In the cross-validation, the naïve Bayes classifier reduced the number of false positives compared to original Mascot identifications by 76% (from 271 to 57) while retaining 97% of true positives (1968 out of 2038). Similar results were obtained when using the independent validation set (51% reduction of false positives (from 63 to 26); and 94% retention of true positives (273 out of 290)). The differences between the prediction methods are not significant, which indicates that the features used are informative for classifying the MS/MS spectra.
The classifiers are able to process multiply phosphorylated spectra. In the independent validation dataset, there were 52 multiply phosphorylated spectra, of which Mascot incorrectly assigned 21 and correctly 31 spectra (40% false positives).
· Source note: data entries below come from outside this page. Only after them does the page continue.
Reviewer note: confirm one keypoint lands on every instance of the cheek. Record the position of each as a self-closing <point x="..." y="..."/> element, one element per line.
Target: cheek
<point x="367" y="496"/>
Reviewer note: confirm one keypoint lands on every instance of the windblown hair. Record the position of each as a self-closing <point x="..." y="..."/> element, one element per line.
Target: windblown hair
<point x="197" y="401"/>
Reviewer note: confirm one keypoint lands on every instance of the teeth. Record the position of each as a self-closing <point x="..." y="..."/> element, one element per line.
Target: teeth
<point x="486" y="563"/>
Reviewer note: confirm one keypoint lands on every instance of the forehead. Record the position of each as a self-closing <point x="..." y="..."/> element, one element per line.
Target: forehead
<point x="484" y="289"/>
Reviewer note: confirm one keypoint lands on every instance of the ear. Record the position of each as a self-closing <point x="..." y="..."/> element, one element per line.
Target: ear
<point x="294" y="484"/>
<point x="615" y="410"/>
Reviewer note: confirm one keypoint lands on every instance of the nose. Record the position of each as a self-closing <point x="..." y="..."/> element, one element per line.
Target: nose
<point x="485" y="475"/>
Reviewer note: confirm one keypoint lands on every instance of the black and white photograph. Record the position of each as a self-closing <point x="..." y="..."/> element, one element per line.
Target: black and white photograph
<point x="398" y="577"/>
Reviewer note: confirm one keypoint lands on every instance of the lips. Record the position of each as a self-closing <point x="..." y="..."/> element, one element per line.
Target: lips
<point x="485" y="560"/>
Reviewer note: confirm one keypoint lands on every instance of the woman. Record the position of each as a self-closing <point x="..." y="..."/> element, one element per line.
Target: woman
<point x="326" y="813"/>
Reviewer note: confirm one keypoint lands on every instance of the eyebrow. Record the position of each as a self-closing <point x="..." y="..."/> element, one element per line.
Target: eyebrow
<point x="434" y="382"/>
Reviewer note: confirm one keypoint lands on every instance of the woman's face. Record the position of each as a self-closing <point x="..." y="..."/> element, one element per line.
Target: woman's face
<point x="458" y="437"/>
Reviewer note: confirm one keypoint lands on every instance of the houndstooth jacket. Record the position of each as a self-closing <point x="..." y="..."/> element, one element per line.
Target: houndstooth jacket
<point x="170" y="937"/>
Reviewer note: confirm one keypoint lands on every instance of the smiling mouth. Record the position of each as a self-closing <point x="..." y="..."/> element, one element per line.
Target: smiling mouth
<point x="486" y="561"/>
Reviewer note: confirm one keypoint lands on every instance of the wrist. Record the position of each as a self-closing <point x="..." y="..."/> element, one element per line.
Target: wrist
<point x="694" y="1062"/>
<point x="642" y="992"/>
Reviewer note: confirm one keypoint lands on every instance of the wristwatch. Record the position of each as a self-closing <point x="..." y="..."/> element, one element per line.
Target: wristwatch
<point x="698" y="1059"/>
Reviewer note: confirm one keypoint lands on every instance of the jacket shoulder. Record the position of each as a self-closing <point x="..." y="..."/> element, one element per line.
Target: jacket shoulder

PhoMSVal with the naïve Bayes method reduced the number of false positives to 4 (18% false positives) while retaining 18 (58%) of the true positives.
The majority of the currently available peptide identification methods, such as Ascore, PhosphoScore and DeBunker are designed for SEQUEST data and cannot be directly used with Mascot data. However, to mimic DeBunker we used the SVM classifier in Weka with eight features and parameters delineated in [
23]. The classification accuracy for the cross-validation was 86.1% (AUC 69.4% and PPV 92.9%) and for the independent dataset 79.6% (AUC 58.4% and PPV 84.9%).